3. the network security log system big data search method according to claim 1 based on subregion calculations of offset, It is characterized in that, this method further include: determine in the deadline and the time parameter of time parameter near deadline Retrieval data scale between first child partition, when the retrieval data scale is less than current page retrieval data scale, weight Inspection in the new deadline for determining time parameter and the time parameter between second child partition of deadline Rope data scale successively determines the retrieval data scale between next child partition, until the retrieval data rule redefined When mould is more than or equal to current page retrieval data scale, termination redefines retrieval data scale, the retrieval that will currently redefine Data scale is shown.
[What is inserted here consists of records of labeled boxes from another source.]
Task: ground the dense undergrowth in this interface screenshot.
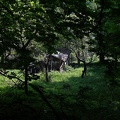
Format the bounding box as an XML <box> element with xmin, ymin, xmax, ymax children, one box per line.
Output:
<box><xmin>0</xmin><ymin>65</ymin><xmax>120</xmax><ymax>120</ymax></box>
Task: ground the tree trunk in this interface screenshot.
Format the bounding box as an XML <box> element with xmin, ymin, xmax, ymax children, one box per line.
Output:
<box><xmin>45</xmin><ymin>62</ymin><xmax>49</xmax><ymax>82</ymax></box>
<box><xmin>76</xmin><ymin>54</ymin><xmax>87</xmax><ymax>78</ymax></box>
<box><xmin>77</xmin><ymin>51</ymin><xmax>80</xmax><ymax>67</ymax></box>
<box><xmin>25</xmin><ymin>67</ymin><xmax>28</xmax><ymax>95</ymax></box>
<box><xmin>99</xmin><ymin>53</ymin><xmax>105</xmax><ymax>63</ymax></box>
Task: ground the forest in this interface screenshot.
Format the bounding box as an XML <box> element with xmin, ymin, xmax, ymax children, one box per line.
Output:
<box><xmin>0</xmin><ymin>0</ymin><xmax>120</xmax><ymax>120</ymax></box>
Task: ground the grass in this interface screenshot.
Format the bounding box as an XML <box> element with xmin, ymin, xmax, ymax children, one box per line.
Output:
<box><xmin>0</xmin><ymin>65</ymin><xmax>120</xmax><ymax>120</ymax></box>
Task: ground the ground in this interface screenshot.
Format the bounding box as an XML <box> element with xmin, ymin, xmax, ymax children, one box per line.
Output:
<box><xmin>0</xmin><ymin>64</ymin><xmax>120</xmax><ymax>120</ymax></box>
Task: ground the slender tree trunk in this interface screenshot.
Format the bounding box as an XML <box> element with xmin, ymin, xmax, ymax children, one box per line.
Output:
<box><xmin>77</xmin><ymin>51</ymin><xmax>80</xmax><ymax>67</ymax></box>
<box><xmin>45</xmin><ymin>62</ymin><xmax>49</xmax><ymax>82</ymax></box>
<box><xmin>99</xmin><ymin>53</ymin><xmax>105</xmax><ymax>63</ymax></box>
<box><xmin>25</xmin><ymin>67</ymin><xmax>28</xmax><ymax>95</ymax></box>
<box><xmin>76</xmin><ymin>54</ymin><xmax>87</xmax><ymax>78</ymax></box>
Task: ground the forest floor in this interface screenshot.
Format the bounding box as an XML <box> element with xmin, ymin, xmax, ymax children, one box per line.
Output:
<box><xmin>0</xmin><ymin>64</ymin><xmax>120</xmax><ymax>120</ymax></box>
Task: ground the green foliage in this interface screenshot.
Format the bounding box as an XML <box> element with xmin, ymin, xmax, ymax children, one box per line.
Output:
<box><xmin>0</xmin><ymin>64</ymin><xmax>120</xmax><ymax>120</ymax></box>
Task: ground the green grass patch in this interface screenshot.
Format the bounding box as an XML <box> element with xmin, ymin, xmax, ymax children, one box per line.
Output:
<box><xmin>0</xmin><ymin>64</ymin><xmax>120</xmax><ymax>120</ymax></box>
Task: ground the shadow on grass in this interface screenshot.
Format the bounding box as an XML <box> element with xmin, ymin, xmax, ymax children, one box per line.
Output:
<box><xmin>0</xmin><ymin>65</ymin><xmax>120</xmax><ymax>120</ymax></box>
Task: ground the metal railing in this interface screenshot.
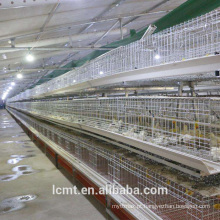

4. the network security log system big data search method according to claim 3 based on subregion calculations of offset, It is characterized in that, this method further include: by son in the initial time of determining time parameter or deadline and the time parameter Retrieval data scale between subregion is cached, and when next input time parameter, directly searching whether there is institute in caching State retrieval data rule between the corresponding initial time of input time parameter or child partition in deadline and input time parameter Mould carries out if it does, obtaining directly from caching and being compared with current page retrieval data scale according to comparison result It shows or continues to redefine retrieval data scale and search in caching with the presence or absence of the retrieval data scale redefined；Instead It, redefines retrieval data scale and is cached.